Laura Boldrini vorrebbe vietare il raduno di ex Repubblicani di Saló al Campo X del Cimitero Maggiore di Milano in occasione del 25 aprile.

La Legge Scelba, però, permette questo tipo di commemorazioni a patto che non costituiscano propaganda “finalizzata alla ricostituzione del disciolto Partito Nazionale Fascista”. Siamo di fronte, quindi, ad un nuovo tradimento della funzione primaria che questa inutile signora ricopre, ossia quella di garanzia nei confronti delle norme e delle leggi.

Nuovo perché, nell’aprile 2015, accadde più o meno qualcosa di simile; sotto pressione dell’antifascismo paranoide dell’ANPI, la “PresidentA” aveva pensato che si dovesse categoricamente rimuovere la scritta DVX dall’Obelisco del Foro Italico ignorando che, essendo un patrimonio artistico avente più di 50 anni, fosse sotto la tutela della legge Bottai-Brandi del 1939 n. 1089.

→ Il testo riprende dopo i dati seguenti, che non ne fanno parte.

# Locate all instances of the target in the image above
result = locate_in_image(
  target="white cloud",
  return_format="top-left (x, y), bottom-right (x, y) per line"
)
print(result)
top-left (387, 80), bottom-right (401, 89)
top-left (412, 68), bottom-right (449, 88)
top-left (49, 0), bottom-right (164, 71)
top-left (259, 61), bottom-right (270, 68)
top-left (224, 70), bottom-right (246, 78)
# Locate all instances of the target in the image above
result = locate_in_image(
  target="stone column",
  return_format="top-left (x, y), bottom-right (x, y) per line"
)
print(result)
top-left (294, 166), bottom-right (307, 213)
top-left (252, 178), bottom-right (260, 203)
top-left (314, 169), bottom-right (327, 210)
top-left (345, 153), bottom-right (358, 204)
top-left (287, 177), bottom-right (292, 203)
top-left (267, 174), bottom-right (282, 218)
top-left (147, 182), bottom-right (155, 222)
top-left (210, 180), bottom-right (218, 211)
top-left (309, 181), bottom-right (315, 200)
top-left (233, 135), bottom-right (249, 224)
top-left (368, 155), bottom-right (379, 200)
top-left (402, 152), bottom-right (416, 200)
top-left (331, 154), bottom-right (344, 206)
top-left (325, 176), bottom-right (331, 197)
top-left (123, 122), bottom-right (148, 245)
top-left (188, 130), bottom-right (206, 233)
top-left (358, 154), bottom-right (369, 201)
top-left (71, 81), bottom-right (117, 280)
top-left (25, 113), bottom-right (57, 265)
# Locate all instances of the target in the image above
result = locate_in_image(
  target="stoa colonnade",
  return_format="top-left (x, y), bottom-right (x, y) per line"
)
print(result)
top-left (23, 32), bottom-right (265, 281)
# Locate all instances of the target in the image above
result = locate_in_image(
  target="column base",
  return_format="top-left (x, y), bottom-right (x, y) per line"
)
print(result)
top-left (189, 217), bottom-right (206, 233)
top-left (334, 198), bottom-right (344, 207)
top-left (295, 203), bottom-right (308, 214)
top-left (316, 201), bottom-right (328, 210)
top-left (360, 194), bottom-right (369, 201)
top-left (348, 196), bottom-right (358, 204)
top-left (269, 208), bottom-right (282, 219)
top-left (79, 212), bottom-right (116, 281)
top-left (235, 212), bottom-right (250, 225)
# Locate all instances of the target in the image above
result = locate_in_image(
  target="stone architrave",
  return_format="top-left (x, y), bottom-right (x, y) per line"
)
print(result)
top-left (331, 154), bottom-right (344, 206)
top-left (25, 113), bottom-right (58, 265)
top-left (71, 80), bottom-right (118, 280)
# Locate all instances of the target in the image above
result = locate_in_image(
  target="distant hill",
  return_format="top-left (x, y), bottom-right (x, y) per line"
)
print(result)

Questa è la competenza delle alte cariche dello Stato italiano che fa il paio con la loro cultura storiografica; da rabbrividire. Il compito assolutamente categorico di discostarsi da certa vulgata resistenziale, che ha voluto che i militi della Repubblica Sociale Italiana fossero tutti criminali mentre gli aderenti alla Resistenza tutti buoni o addirittura eroici, continua a venire a mancare, nonostante i 72 anni trascorsi.

Inutile continuare a far finta di nulla in nome del conformismo antifascista bigotto; a Salò andarono figure gigantesche come Nino Arena, comandante della Divisione Ariete nella seconda battaglia di El Alamein (23 ottobre 1942), che, come la Folgore, non indietreggiò di un solo passo agli attacchi angloamericani guidati da Bernard Law Montgomery.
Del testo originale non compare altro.